Telling this story requires worldliness as well as soulfulness; miraculously, the cast, crew, and creators of The Fourth Messenger pull it off. Teng's harmonious music balances her and Shaffer's punchy lyrics, delivered at such moments as when the staff at Raina's magazine rejoice over the prospect of her article reviving their readership: "Nothing like a goddess falling down to earth / to strike a nerve with the masses. / That's how we'll save our asses!" The actors, most of them playing multiple roles, bring to life a range of humanity from a diseased drag queen to a college student whose biggest problem is not being able to decide what to major in. As Mama Sid, the only one of all these people reconciled with suffering, Nancy Anderson shines as a figure at once enlightened and flawed.

While The Fourth Messenger isn't perfect, it is human, and that's good enough.
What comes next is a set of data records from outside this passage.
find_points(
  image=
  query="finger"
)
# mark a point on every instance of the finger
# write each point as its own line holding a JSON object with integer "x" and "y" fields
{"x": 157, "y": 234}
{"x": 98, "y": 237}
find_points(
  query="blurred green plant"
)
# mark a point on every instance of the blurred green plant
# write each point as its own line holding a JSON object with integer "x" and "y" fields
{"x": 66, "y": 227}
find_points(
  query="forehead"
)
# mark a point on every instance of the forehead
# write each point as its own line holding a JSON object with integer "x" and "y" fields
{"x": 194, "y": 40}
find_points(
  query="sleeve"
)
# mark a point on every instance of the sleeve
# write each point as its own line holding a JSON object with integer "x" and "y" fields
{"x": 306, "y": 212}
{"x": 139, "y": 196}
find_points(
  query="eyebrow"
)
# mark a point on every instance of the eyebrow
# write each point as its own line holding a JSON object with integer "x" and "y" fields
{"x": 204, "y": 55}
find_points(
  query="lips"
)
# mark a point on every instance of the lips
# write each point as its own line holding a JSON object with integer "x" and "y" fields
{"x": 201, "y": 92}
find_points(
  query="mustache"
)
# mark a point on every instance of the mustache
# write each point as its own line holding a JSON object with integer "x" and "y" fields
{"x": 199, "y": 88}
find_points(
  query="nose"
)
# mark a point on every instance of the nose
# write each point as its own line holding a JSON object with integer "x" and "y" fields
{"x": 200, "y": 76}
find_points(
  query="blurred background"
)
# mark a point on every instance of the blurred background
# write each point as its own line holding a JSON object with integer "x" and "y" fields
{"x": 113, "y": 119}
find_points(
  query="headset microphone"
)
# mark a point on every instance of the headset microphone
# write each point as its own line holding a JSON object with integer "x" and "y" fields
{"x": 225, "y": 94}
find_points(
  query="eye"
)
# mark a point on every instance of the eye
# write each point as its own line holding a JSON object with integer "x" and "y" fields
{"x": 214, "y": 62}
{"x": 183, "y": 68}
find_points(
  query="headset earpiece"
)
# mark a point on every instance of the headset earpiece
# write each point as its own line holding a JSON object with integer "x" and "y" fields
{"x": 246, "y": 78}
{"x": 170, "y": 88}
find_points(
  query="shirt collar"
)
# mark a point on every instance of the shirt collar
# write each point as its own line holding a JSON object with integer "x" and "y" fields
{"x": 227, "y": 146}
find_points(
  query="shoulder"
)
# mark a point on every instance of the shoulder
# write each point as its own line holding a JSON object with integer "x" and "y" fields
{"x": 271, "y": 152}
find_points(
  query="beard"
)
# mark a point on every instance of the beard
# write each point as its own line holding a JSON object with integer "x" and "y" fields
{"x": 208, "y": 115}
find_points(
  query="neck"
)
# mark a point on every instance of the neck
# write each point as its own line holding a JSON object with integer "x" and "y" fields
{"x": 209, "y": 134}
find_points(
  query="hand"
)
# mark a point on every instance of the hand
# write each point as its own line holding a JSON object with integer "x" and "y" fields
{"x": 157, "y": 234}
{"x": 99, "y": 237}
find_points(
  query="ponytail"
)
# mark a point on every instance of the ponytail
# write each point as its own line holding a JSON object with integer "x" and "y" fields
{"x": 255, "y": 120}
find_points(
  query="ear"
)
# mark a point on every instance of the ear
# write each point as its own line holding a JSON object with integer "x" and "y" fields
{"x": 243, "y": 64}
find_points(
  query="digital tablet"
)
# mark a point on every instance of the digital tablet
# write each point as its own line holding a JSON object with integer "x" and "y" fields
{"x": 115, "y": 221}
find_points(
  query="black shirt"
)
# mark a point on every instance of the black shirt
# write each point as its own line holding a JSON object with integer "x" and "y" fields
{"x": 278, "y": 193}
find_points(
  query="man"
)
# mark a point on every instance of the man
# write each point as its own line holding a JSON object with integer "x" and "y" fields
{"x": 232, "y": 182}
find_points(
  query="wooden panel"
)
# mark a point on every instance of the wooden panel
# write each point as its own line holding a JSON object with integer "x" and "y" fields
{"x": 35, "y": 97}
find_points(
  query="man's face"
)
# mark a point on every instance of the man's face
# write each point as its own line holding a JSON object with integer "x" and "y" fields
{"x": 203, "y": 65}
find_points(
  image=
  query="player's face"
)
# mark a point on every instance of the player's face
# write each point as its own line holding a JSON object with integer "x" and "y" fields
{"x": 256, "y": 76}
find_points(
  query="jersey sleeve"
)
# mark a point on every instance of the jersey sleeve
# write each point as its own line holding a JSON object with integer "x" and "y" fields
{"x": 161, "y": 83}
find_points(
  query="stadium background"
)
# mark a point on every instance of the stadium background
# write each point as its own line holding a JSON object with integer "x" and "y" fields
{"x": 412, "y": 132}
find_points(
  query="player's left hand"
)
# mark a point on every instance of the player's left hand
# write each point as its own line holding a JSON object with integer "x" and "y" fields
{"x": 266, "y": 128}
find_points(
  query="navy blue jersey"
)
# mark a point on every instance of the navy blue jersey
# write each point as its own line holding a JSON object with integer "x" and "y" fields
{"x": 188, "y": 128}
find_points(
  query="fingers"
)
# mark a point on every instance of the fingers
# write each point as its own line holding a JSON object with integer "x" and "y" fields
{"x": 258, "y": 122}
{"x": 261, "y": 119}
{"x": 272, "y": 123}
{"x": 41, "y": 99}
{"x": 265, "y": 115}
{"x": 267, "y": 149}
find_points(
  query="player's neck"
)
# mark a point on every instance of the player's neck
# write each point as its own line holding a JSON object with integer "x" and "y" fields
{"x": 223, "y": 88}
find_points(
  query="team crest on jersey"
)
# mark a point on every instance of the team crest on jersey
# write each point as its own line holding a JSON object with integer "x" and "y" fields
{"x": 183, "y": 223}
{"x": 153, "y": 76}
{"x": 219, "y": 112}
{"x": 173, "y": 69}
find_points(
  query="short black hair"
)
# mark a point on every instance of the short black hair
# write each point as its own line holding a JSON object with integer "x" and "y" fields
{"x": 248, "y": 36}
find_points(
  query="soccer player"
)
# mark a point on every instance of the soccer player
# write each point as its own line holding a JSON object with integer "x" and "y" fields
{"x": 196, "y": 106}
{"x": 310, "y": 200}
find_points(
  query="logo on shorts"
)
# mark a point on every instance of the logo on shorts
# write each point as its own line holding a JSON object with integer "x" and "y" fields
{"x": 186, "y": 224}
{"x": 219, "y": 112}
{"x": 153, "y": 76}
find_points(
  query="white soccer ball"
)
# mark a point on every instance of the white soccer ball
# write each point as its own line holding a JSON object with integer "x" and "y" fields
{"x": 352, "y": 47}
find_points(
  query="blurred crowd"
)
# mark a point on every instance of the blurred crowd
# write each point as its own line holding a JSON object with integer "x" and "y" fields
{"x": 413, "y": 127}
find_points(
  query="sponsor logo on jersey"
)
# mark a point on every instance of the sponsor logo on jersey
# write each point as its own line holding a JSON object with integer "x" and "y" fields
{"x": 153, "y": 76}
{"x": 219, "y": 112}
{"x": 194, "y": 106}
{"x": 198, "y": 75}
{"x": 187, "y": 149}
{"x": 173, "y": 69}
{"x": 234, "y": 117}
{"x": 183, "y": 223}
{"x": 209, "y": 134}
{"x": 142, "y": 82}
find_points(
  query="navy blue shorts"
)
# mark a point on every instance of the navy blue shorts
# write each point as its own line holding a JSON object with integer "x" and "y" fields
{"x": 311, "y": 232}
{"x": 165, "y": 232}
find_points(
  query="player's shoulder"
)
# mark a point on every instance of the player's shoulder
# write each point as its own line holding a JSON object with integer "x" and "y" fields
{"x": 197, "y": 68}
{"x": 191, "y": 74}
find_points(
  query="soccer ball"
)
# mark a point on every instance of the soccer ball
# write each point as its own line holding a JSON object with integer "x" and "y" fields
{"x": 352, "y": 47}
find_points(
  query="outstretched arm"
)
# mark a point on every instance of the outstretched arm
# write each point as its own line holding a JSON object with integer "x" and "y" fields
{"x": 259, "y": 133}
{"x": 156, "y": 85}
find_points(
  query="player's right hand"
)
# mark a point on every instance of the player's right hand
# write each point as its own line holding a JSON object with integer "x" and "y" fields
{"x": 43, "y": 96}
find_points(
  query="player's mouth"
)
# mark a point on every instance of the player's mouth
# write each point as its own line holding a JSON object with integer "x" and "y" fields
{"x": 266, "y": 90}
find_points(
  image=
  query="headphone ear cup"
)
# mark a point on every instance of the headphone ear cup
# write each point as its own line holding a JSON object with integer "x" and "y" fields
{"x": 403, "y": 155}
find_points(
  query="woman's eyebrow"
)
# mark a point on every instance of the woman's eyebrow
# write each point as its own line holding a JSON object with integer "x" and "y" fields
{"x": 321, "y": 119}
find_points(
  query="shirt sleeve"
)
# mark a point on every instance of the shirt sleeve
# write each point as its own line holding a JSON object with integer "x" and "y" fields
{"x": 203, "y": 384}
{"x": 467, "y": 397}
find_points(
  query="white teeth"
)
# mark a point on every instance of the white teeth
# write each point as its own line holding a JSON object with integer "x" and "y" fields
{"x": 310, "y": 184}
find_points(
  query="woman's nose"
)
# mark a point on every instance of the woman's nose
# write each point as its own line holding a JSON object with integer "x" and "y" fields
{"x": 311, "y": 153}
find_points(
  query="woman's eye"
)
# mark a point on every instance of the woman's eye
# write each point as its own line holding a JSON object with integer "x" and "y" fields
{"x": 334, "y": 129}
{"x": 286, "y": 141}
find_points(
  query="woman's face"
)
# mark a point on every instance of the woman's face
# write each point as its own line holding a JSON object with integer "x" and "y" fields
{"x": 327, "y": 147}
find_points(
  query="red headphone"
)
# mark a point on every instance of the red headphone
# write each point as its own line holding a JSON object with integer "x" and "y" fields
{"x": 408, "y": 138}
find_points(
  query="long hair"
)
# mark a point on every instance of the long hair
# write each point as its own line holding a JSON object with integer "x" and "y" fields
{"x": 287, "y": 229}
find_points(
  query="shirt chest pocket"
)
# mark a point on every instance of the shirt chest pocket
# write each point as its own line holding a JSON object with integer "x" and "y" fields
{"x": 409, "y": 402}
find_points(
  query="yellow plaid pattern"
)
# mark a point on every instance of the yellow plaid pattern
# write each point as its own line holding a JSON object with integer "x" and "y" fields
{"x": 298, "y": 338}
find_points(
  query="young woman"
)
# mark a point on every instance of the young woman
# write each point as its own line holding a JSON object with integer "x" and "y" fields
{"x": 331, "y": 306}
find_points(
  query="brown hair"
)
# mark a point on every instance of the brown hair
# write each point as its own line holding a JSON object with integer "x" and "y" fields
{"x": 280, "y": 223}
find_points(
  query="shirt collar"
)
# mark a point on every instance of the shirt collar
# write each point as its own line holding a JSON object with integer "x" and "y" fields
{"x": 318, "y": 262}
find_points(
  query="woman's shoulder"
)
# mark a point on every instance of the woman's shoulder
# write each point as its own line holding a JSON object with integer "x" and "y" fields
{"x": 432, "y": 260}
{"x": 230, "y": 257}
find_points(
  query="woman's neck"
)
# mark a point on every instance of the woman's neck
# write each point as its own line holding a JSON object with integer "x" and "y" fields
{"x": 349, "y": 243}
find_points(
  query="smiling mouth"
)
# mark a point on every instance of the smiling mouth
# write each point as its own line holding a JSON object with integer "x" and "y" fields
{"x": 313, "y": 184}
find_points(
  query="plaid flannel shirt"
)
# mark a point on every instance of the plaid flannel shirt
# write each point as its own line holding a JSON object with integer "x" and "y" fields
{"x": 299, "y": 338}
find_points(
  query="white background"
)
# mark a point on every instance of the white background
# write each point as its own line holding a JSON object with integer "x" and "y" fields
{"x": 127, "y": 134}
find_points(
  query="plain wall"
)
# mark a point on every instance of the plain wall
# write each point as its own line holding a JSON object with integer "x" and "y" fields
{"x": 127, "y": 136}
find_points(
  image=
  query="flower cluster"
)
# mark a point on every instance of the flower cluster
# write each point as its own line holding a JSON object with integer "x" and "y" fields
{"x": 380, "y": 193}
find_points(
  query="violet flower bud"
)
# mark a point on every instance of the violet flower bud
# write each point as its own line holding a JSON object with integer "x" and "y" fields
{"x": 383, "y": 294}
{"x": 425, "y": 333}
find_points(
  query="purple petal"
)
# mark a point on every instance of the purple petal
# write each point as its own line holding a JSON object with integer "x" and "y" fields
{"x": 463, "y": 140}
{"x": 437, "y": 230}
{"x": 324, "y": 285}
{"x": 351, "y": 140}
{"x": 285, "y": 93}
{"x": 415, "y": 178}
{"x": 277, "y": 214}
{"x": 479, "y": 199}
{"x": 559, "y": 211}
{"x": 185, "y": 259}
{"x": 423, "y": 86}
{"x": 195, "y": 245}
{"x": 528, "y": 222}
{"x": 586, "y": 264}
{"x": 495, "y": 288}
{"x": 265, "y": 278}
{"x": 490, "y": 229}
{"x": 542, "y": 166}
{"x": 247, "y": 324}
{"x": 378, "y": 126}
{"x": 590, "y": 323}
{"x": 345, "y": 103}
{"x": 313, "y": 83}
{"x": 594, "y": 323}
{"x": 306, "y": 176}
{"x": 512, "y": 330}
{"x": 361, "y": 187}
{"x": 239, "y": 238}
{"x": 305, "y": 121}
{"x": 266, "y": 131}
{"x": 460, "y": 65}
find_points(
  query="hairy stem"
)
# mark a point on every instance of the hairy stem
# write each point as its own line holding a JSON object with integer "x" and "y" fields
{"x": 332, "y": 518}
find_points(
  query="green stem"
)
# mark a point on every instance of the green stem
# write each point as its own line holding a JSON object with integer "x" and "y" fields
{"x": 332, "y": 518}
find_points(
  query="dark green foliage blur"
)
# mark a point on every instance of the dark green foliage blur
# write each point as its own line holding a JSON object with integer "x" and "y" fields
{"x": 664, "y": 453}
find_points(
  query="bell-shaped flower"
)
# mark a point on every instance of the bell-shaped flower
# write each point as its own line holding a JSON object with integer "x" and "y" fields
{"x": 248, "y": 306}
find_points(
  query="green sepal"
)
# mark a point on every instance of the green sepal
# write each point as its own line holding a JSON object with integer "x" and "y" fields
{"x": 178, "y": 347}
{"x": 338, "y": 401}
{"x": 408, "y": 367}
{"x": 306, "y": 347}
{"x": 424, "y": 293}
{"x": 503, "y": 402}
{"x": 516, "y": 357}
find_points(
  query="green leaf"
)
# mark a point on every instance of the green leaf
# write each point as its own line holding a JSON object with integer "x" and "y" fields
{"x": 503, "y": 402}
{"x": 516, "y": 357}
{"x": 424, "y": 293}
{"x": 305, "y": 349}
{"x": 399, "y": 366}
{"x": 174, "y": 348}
The cast of The Goree All-Girl String Band, directed by Ashley Brooke Monroe.
The cast of The Goree All-Girl String Band, directed by Ashley Brooke Monroe.
(© Shira Friedman Photography)

The Goree All-Girl String Band

By Hayley Levitt

After seeing The Goree All-Girl String Band, one of NYMF's best offerings this year, it's hard to imagine how the story of the Goree Girls managed to get buried in history. It's the kind of tale that would seem almost too contrived if it weren't true. In short, a group of female criminals locked up at the Goree State Farm for Women decide to form a string band in order to play on the Thirty Minutes Behind the Walls radio program, which in turn, they hope will get them a pardon from the governor. Yes, in Depression-era America, that's apparently how criminal justice worked. Go figure.

In musical form, the result is a sweet story of female friendship, the reclamation of agency, and the healing power of music — themes that in Michael Bradley's book can sometimes drift into the formulaic, but in their unique context and with clear direction by Ashley Brooke Monroe, remain compelling. It's the story that hooks you, but it's the music that keeps you there — a soulful country score by Bradley (lyrics) and Artie Sievers (music) that captures the bluegrass style best in the Act 1 closer "Ridin' That Train" and the Act 2 highlight "Daddy Wore Boots" ("Did It Cuz I Had To" is a background-stories number that sounds like a countrified "Cell Block Tango").

It's all a pretty joyful platform for the cast's musicianship. Lauren Patten's vocals are stellar as the flirtatious ringleader Reable Childs; Ruby Wolf plays banjo and sings with an old-timey sultriness as the youngest and most desperate-to-escape band member Mozelle; Lizzie Hagstedt is the coolest bass player in town as Bonnie; Chanel Karimkhani takes up the cello; and Lauren J. Thomas and Kendra Jo Brook harmonize on the violin (Brook impressing with her fiddle solos).

Nattalyee Randall has a much-deserved vocal solo in "I Don't Mind" as Hattie Ellis, a black singer who was denied her right to sing with the otherwise white Goree Girls on the radio. Miche Braden also stands out in her performance of "How They Leave You," playing the more hardened veteran of Goree, "Cocaine" Nora Harris, whose story unfortunately ends rather abruptly. Some of the colors that contextualize the details of these women's lives are yet to be filled in, but on the whole, The Goree All-Girl String Band seems to have a bright future ahead.